FIND HIV’S HIDING PLACE
The most critical question in the HIV cure agenda is finding where the virus is hiding. With hepatitis C, the target is in the liver. With various types of cancer, we know the organs affected. But with HIV, we just don’t know where it’s hiding. People have theories—it’s in the T-cells or it’s in macrophages in the lungs or brain. We are working to develop a method to light up an area in which the virus is residing. Then we could target that specific area and direct all of our considerable firepower toward that. Otherwise it’s like target shooting when you don’t know where the target is.
Raymond F. Schinazi is the Frances Winship Walters Professor of Pediatrics and Director of the Laboratory of Biochemical Pharmacology at the Emory School of Medicine. He serves as director of the Scientific Working Group on HIV Cure within the CFAR at Emory. With Dennis Liotta and Woo-Baeg Choi, Schinazi developed Emtriva, an antiretroviral drug taken by more than 90% of people who have HIV in the U.S.

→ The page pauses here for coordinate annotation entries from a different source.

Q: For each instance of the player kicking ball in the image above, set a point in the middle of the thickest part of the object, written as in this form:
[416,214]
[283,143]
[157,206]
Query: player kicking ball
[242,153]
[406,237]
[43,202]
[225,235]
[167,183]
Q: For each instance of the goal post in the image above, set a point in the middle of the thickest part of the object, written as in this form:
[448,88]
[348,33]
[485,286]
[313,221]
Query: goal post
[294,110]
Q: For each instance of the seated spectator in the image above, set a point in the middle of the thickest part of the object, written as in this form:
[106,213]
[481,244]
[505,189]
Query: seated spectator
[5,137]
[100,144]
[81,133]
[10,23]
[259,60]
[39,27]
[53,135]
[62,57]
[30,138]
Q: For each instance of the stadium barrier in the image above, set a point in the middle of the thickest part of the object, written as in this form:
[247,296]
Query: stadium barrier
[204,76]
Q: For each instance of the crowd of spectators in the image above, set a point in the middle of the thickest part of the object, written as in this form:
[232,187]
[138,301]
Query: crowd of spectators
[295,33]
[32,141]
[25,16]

TEST AND COUNSEL COUPLES IN AFRICA
Most HIV infections worldwide are sexually transmitted. In the vast majority of transmissions, the two partners do not know that they have a different HIV status. In Africa, where more than two-thirds of HIV-infected people live, most existing and new HIV infections occur among married men and women who do not know it is possible for couples to have different results. Testing couples together with joint disclosure and counseling and providing condoms reduces risk of HIV by more than two-thirds without antiretrovirals and is low cost, sustainable, and recommended by the World Health Organization. Joint counseling also reduces the risk of other sexually transmitted infections and unplanned pregnancies. Unfortunately, because of the pharmaceutically focused HIV agenda in Africa, fewer than 5% of couples have been tested and counseled together. Rwanda has succeeded in nationalizing this program, providing funding agencies with an opportunity to replicate this success.
Susan Allen is professor of pathology and laboratory medicine in the Emory School of Medicine and founder of the Rwanda-Zambia HIV Research Group (RZHRG). Since 1986, RZHRG has studied HIV and unplanned pregnancy prevention and correlates of transmission from man to woman and woman to man.

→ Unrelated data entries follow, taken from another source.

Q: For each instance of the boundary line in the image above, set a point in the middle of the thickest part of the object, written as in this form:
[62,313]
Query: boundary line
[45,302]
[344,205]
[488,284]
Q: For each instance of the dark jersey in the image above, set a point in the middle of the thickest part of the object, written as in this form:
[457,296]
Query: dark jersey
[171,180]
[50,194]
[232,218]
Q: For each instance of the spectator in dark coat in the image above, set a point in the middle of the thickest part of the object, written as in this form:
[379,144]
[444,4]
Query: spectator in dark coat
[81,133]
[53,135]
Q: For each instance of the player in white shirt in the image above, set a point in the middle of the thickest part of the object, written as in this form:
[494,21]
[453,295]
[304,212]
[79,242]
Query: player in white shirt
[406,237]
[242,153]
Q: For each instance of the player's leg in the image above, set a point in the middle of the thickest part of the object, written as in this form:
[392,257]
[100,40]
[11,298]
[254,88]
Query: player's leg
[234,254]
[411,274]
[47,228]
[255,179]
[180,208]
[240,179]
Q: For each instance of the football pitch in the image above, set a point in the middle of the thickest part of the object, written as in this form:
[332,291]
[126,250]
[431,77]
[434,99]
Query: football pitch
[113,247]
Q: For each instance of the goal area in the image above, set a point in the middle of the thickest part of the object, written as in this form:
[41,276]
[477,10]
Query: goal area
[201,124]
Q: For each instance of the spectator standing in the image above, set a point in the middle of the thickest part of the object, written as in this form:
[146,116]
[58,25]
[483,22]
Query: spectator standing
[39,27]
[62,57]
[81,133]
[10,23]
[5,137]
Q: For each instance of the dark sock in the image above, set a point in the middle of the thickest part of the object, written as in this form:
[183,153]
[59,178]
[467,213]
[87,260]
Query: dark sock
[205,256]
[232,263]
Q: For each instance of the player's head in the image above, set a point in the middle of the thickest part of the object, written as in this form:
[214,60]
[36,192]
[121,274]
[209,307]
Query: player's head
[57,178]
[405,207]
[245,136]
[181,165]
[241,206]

INCREASE THE PERCENTAGE OF HIV-POSITIVE PEOPLE ON ANTIRETROVIRALS
At first glance, achieving this goal seems to hinge on diagnosing all those who are infected—find them so you can treat them. In reality, the challenge is in linking the diagnosed to care and retaining those patients in care over the long term. Retention is hard, in large part because social determinants of disease are important cofactors for those most affected by the epidemic in the current era. Our systems are designed to best help patients after they walk into the clinic. We need to recreate our care delivery systems to better meet patients where they are. We must enhance outreach, help with transportation, combat stigma, promote personal relationships within the health care system, and provide coordinated medical, mental health, and substance abuse care. These are the interventions that will help increase the percentage of patients on long-term ART.
Wendy Armstrong is a professor of medicine at Emory and medical director of the Infectious Disease Program at Grady Health Systems. She is the chair-elect of the HIV Medicine Association.